The black lobby group’s first move on Tuesday morning was to ask that Pretorius recuse herself. As an Afrikaans-speaking alumnus of the University of Pretoria, she faced a conflict of interest and could be biased, the group argued.

She had also previously been supervised by now retired judge Isaac William Brunt de Villiers, an executive member of the Tuks Alumni Board and honorary president of Afrikaans lawyers’ association, the Vereeniging van Regslui vir Afrikaans, the group said.

In a letter to Gauteng Judge President Dunstan Mlambo before the hearing on February 12, the network’s leader, Lucky Thekisho, wrote: “Based on the track record of AfriForum’s legal victories in the high court, potential judicial sympathy for the Vereeniging from white judges and the fact that our case alludes to allegations of racism and discrimination, which are at the core of our legal application [see “Tukkies racial battle on the boil”, Page 12], we hereby kindly request for the appointment of a black judge or a team of judges to hear our matter.”

But Pretorius remained unpersuaded. “The suspicion [that I will be biased] is not good enough,” she told the network’s advocate, Sibongile Nxumalo, in court. De Villiers had not been her supervisor, she said. “He was my colleague as a judge.” She also said she was not aligned with any organisation. When Spies’s lawyer, Quintus Pelser, quoted from a network press release explaining why it wanted a black judge, Pretorius commented: “That’s racist.”

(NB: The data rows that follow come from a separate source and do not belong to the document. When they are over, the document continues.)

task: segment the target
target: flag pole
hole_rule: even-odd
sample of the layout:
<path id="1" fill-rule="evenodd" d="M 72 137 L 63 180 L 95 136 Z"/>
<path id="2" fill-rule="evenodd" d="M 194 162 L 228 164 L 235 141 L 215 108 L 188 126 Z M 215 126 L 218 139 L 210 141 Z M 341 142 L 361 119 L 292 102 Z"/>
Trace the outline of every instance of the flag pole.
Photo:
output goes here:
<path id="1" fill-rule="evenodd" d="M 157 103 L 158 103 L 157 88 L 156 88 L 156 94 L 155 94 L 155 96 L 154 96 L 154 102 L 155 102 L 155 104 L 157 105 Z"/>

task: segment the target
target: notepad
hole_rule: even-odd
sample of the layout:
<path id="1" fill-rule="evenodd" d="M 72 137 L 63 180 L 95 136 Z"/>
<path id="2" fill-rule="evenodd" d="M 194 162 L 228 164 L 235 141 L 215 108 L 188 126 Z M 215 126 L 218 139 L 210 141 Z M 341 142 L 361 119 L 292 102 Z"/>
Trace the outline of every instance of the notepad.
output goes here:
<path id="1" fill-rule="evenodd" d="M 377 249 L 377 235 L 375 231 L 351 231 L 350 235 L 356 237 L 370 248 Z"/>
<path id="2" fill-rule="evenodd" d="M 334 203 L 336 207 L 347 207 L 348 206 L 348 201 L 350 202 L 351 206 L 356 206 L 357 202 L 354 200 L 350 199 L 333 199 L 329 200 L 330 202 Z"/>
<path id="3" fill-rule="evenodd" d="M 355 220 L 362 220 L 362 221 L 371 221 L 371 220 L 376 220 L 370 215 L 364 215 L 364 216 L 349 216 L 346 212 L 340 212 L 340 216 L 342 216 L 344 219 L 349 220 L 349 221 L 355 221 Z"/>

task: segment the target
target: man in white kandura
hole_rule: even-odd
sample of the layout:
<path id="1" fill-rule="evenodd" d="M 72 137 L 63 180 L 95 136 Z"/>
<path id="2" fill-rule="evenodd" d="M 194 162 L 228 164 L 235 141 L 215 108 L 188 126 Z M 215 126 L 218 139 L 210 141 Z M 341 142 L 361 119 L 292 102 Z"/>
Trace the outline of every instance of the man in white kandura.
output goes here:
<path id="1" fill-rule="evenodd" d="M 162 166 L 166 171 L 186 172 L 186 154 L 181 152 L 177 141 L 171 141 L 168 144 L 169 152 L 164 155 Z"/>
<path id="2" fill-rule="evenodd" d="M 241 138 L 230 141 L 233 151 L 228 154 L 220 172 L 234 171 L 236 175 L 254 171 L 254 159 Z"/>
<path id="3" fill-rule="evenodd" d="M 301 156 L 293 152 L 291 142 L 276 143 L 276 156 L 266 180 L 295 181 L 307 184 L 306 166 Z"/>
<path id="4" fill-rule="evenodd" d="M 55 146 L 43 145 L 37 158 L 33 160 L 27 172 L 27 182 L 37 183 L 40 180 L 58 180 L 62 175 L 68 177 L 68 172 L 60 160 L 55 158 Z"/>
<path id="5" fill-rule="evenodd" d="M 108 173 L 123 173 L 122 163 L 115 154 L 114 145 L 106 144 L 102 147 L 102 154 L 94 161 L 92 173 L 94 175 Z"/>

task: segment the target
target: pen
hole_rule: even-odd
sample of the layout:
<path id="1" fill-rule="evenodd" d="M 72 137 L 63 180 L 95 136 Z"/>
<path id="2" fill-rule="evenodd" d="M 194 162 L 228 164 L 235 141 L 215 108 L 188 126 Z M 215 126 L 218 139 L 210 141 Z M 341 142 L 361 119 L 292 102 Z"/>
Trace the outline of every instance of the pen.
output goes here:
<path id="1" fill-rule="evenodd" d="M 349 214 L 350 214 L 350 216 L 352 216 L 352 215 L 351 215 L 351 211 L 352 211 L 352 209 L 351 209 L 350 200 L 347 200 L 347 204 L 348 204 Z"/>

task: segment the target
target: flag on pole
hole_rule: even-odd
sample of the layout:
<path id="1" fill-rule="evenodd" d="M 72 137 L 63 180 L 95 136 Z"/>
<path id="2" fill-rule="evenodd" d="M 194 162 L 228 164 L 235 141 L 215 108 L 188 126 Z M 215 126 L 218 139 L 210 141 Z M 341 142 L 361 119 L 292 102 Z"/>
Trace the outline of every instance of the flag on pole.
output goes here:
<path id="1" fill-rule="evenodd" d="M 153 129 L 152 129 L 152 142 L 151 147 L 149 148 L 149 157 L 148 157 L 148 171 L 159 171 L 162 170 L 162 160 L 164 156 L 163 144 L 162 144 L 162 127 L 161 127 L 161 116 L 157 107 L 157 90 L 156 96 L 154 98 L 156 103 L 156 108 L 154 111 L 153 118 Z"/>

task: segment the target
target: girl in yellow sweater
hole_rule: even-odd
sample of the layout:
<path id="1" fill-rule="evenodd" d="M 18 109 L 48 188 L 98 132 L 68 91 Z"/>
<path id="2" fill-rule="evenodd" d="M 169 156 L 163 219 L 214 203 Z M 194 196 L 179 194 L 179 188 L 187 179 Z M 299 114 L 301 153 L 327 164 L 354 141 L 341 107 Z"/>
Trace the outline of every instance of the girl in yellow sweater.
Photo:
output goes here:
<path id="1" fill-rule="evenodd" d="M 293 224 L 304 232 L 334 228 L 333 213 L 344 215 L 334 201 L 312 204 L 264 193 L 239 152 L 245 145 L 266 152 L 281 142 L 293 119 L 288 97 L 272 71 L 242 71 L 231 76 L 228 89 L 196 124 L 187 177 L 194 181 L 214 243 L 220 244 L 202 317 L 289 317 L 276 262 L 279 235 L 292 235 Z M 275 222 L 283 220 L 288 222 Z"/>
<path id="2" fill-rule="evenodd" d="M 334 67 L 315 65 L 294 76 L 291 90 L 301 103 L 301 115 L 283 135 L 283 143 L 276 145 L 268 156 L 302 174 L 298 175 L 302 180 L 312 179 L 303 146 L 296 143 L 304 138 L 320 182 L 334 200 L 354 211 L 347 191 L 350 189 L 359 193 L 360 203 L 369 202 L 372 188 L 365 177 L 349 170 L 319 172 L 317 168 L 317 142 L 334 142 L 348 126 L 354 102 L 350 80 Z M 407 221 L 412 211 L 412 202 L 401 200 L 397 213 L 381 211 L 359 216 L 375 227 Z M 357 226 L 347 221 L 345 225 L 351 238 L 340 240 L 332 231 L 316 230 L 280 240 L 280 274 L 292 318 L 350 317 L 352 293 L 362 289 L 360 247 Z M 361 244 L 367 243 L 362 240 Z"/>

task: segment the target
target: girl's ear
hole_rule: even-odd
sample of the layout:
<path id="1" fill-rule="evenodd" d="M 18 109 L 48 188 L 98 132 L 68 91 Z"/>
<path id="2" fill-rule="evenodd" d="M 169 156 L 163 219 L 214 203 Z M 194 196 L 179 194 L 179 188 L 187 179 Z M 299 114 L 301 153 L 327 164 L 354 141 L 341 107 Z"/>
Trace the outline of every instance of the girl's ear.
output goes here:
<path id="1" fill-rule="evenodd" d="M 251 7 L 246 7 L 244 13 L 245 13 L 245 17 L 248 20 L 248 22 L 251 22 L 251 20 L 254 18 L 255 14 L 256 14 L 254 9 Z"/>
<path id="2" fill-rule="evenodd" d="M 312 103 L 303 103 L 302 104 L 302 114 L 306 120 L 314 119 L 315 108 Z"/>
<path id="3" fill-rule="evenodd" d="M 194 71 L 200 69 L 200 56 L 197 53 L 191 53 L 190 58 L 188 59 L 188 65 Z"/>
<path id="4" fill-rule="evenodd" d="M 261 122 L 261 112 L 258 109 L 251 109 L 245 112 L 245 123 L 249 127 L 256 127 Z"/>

“Absolutely,” said Pelser. “They [the network] are saying this division has [some] objective judges and those that are not. They tell the world … a white judge is not objective.”

On February 13, Pretorius rejected the network’s recusal application and attention turned to Spies’s application.

“What I’m trying to do is to protect my own dignity and my reputation as a lawyer,” Spies told the M&G.

His application centred on claims the network has made since 2011 that he has hindered transformation at Tukkies because of his association with organisations pursuing Afrikaans-only interests.

In responding affidavits, Reginald Legoabe, the network’s executive director, said he had known Spies in past years “as an active member and chairperson of the Afrikaner Studentewag, a student wing of the Afrikaner Volkswag, as well as a member of the Konserwatiewe Party [Conservative Party]”.

The organisations Spies had been associated with all had a “common goal to resist the enrolment of all non-Afrikaans students and keep the University of Pretoria as an Afrikaans-only institution”. They used to “violently disrupt” political and other meetings black students convened.

Spies approached the court to refute these “untrue, defaming” claims, he told the M&G.

Pretorius issued an interim interdict in his favour pending a full court hearing of his application.